Hey, I’m looking into an issue with jobs failing b...
# ask-community
o
Hey, I’m looking into an issue with jobs failing but not retrying. I’m running a big batch of jobs (~400), and I noticed that some of time they don’t retry after failing (~1%-%2% of the jobs). It doesn’t seem like a configuration issue, because most of them do retry when they fail. In the first attachment, you see a run that failed and then nothing happens. In the second attachment, you see a different run (same job, different range of dates) that failed, and shortly after there’s an ENGINE EVENT saying that it was re-queue as a new run. Is this a known issue? I’ve seen this before in other jobs, but dismissed it because it was very rare. However, when I have 400-1200 runs, 1% is still a lot of failures (that I currently need to look for manually because it’s hard to filter for jobs that should have retried but didn’t). I can try and debug it further, but I need some guidance on which logs or code I should look at. I understand that there’s a daemon that pulls the event log for run failures (https://docs.dagster.io/deployment/run-retries), so I’m guessing it’s missing some events for some reason. Where does this daemon run? Where can I find the code? (Note - this is happening in a self-hosted Dagster installation, but I have seen this happening in our Dagster Cloud installation as well)
a
Do you see a pattern in the types of the failures that fail to retry?

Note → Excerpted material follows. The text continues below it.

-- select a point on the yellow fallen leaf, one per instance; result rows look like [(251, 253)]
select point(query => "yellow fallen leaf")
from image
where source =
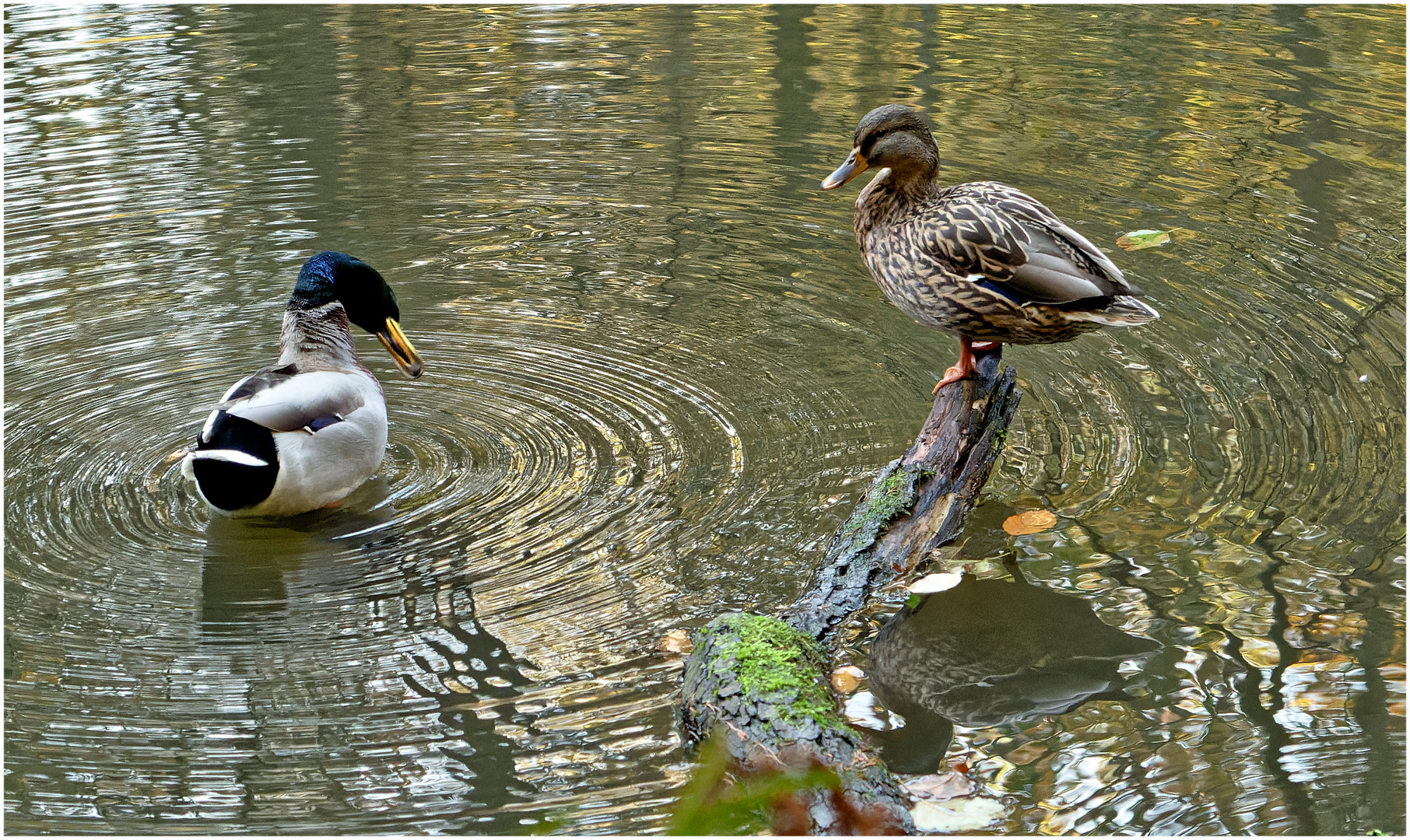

Where does this daemon run?
https://docs.dagster.io/deployment/overview in k8s there is a deployment for the daemon process
Where can I find the code?
for run retries aka auto re-execution https://github.com/dagster-io/dagster/blob/master/python_modules/dagster/dagster/_daemon/auto_run_reexecution/auto_run_reexecution.py for the failures in the screenshot, those came from run monitoring https://github.com/dagster-io/dagster/blob/master/python_modules/dagster/dagster/_daemon/monitoring/run_monitoring.py
o
Thanks @alex! Looks like I have some reading to do. For the daemon, are there more detailed logs I can turn on to help understand what it’s doing? (or are the current log messages I should be looking for?) I didn’t see any pattern to this issue. I have 400 total runs in the queue, 50 running at the same time, takes about a day to run all of them, failing at different times and failing to get re-queued at different time 🤷 I do remember seeing at least one occasion where a job took several minutes before it got re-queued (between the failure message and the ENGINE EVENT message showing up), but perhaps I didn’t read the logs correctly. I wish I had a screenshot
a
there should be pod logs you can check, no current options for increasing log output
o
I searched the daemon pod logs, and I see the same entries for the runs that managed to retry, and for the runs that didn’t. Nothing about kicking off a retry run in the logs then (I also searched all the GCP logs in the dagster namespace and couldn’t find anything relevant). Time to look at the code then..